Following a state Supreme Court ruling, workers last night began the shameful act of tearing down the six-foot-tall granite monument of the Ten Commandments that has sat outside the Oklahoma State Capitol for several years.
The lead plaintiff in the lawsuit to take down the statue was Minister Bruce Prescott, director of Mainstream Oklahoma Baptists, who worked with the American Civil Liberties Union to file the lawsuit.
Under court orders yesterday, workers jackhammered and craned away the statue.

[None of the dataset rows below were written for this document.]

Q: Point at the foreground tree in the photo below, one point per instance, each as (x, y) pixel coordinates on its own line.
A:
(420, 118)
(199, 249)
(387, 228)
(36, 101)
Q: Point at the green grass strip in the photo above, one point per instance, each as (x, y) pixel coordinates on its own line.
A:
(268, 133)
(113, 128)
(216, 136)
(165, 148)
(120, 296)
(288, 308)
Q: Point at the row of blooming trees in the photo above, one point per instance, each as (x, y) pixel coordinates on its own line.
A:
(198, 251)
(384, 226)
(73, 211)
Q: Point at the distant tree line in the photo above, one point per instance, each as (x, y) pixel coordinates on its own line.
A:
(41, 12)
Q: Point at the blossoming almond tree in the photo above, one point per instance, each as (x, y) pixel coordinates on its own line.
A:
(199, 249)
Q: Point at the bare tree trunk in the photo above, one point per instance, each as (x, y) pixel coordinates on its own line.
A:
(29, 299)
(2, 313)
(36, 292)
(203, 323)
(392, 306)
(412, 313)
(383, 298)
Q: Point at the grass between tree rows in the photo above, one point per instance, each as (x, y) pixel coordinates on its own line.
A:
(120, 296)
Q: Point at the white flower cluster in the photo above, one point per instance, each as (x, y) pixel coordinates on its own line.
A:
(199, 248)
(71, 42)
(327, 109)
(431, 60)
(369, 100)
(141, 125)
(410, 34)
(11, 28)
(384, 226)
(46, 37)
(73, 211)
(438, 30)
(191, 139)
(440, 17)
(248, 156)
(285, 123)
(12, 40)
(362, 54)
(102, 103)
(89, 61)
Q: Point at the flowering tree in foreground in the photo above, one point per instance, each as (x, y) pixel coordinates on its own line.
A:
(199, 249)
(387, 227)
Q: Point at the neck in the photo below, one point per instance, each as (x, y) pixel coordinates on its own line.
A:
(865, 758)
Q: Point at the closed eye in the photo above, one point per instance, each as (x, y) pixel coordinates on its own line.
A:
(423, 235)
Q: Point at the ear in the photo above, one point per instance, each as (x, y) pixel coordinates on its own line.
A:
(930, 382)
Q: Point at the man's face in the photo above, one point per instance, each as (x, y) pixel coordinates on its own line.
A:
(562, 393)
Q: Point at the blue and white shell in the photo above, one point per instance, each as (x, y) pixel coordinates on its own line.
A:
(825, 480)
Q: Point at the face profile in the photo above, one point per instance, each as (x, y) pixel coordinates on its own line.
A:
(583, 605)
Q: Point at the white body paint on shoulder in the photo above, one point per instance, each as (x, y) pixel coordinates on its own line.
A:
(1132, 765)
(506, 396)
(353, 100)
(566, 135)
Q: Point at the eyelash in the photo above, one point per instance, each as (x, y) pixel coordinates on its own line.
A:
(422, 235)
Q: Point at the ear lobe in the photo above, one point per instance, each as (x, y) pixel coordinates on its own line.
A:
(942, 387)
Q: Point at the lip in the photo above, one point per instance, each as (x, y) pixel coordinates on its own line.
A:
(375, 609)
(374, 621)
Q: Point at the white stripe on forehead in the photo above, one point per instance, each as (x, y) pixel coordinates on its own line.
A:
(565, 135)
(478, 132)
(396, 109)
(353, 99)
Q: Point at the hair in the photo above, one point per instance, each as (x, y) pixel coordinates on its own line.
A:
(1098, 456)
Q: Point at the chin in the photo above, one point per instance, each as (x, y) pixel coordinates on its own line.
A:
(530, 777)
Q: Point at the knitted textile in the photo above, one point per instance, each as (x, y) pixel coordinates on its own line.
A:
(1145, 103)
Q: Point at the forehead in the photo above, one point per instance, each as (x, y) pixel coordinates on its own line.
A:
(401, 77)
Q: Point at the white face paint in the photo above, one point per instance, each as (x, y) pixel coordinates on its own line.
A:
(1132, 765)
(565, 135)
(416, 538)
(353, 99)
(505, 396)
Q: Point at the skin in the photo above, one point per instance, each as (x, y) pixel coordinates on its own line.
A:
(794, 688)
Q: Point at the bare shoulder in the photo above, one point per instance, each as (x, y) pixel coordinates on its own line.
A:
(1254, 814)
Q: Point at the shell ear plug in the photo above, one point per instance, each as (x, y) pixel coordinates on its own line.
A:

A panel that oversees artwork at the statehouse voted 7-1 on Tuesday to authorize the privately funded monument’s removal after the state’s highest court was forced to rule that it violated the Oklahoma Constitution.
The original monument was smashed into pieces last year when someone drove a car across the Capitol lawn and crashed into it. A 29-year-old man who was arrested the next day was admitted to a hospital for mental health treatment, and formal charges were never filed. A new monument was erected in January.
A bill authorizing the monument was approved by the Republican-controlled Legislature and signed into law by former Gov. Brad Henry, a Democrat, in 2009. Prescott then sued to have it removed, arguing that it violates Oklahoma law. Oklahoma Attorney General Scott Pruitt fought to keep the monument, maintaining that it serves a secular – not religious – purpose, but was overruled by the state Supreme Court.